HDR Lightroom presets
When you look at a landscape, an architecture picture, or any picture that just seems to glow, chances are you are looking at a picture that has been taken and edited using HDR techniques. HDR stands for “High Dynamic Range.” The basic theory behind HDR is that our eyes can see a much wider range of lights and darks than the camera sensor can. Try standing outside on a bright, sunny day. You can see the clouds in the sky, and you can also see the bench under the tree. Now try taking a picture of that scene. If you expose for the bench, the sky will be blown out and you won’t be able to see the clouds. If you expose for the clouds, the area under the tree will be black and you won’t be able to see the bench. So what do you do? You take multiple images at different exposures and merge them in Lightroom. This gives you an image that has the clouds and the bench both properly exposed. Because the image more closely represents what the human eye can see, it is more emotionally satisfying to look at as well. The image seems to glow.
HDR Compiling in Lightroom
When you compile an HDR image in Lightroom, you still have to edit it. The computer how has a massive amount of data for each pixel. You need to tell it what you want it to do with it. This is called tone mapping. You decide how deep the shadows are, how bright the highlights are, and how much detail you want. You decide if you want a very flat image, where all parts of the image have approximately the same tone level, or an image with high contrast.
You can do this with presets in Lightroom. You can choose presets for your post-compilation editing to give you the magical look you are going for. With Lightroom HDR presets, you can edit your HDR images better and faster than ever before.
HDR Images From Just One Picture
Traditionally, HDR means that you have to have multiple pictures at different exposures that you are compiling. So what happens if you only took one picture? Are you forever doomed to not have a gorgeous HDR edit of that image? No!
You can use HDR Lightroom presets to turn any picture into a jaw-dropping HDR picture. It’s all an issue of adjusting your highlights, shadows, whites, blacks, overall exposure, clarity, and contrast – basically, all of your main sliders and more – to bring out as much detail as possible in both the overexposed and underexposed areas, and to make the image pop. With our Lightroom HDR presets, you don’t have to spend ages fiddling with your controls to get the image you want – you can see an amazing HDR transformation on your picture with just a click.
Tips for doing HDR editing on single images
Obviously, the amount of detail you are going to be able to bring out in your picture depends on the amount of data there is in the picture. To get the most out of your HDR preset edits (and any edits, whether you use presets or not), follow these helpful tips:
- Always shoot in RAW. The files are bigger and there is so much more data than in a JPG file.
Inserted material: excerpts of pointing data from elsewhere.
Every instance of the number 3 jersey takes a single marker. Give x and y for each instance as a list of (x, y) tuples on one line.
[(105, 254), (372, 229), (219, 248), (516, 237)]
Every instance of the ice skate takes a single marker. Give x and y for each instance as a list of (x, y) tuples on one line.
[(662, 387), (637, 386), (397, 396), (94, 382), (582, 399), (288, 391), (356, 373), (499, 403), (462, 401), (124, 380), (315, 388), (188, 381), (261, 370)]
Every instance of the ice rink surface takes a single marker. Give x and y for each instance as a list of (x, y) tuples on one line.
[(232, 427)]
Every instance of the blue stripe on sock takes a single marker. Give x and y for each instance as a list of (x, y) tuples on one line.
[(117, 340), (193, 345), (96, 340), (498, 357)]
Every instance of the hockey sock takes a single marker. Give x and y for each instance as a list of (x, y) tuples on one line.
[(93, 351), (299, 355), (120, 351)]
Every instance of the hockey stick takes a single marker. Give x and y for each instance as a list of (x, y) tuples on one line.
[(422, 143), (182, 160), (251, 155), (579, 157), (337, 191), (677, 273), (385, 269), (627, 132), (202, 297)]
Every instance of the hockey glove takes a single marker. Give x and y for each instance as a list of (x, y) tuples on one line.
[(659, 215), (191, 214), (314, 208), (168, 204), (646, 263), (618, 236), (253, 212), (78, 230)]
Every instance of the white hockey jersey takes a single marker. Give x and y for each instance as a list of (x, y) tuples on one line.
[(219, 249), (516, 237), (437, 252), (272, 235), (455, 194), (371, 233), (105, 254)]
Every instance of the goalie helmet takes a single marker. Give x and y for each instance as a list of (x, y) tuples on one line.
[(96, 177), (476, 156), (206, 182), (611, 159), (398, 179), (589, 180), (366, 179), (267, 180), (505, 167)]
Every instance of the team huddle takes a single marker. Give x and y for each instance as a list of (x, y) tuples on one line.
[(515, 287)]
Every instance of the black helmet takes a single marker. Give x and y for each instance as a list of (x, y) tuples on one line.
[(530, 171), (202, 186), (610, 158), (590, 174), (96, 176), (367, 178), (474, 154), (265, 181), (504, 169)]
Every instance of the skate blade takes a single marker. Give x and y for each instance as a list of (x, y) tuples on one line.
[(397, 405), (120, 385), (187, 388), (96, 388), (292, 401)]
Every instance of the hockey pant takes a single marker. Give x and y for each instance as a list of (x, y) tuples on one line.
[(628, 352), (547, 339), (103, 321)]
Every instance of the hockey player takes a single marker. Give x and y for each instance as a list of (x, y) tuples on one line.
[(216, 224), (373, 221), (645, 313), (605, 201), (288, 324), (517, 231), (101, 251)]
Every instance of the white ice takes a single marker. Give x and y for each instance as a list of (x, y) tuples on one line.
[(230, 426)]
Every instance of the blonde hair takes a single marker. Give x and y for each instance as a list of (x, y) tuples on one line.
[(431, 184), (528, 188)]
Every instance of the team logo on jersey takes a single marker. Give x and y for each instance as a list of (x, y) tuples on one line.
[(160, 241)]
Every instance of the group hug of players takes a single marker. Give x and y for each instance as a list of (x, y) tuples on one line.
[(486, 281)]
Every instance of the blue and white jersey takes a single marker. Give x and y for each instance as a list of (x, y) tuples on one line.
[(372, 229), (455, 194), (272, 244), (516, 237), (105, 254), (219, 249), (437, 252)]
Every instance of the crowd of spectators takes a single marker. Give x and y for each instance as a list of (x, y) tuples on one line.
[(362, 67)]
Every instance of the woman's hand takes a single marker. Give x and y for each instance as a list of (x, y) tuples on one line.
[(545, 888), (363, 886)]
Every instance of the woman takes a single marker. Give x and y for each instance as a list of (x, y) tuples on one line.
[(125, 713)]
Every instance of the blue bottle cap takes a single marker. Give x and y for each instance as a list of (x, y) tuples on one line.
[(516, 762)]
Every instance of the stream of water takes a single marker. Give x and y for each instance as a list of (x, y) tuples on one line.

In RAW, you can pull details out of areas that would have been hopelessly underexposed or blown out if you had been shooting in JPEG.
- Err on the side of underexposed. Especially if you’re shooting in RAW. It is actually a lot easier to pull details from a black area than from a blown out area. There is nothing more frustrating than editing a spectacular landscape and discovering that you have a massive white space in the sky that got blown out.
- Use matrix metering for HDR landscapes. This gives you the best overall exposure for the image. Again, dial it down a stop or so to make sure you’re not blowing out your sky.
- When in doubt, take multiple exposures. You can pick the best one, and you might be surprised which exposure looks the best on your computer.
- Change shutter speed, not aperture. If you take multiple exposures, you have the option to merge the images in HDR if you want. If you change your aperture, the change in focal depth will make the merged image wonky. Always change the shutter speed and keep the aperture the same.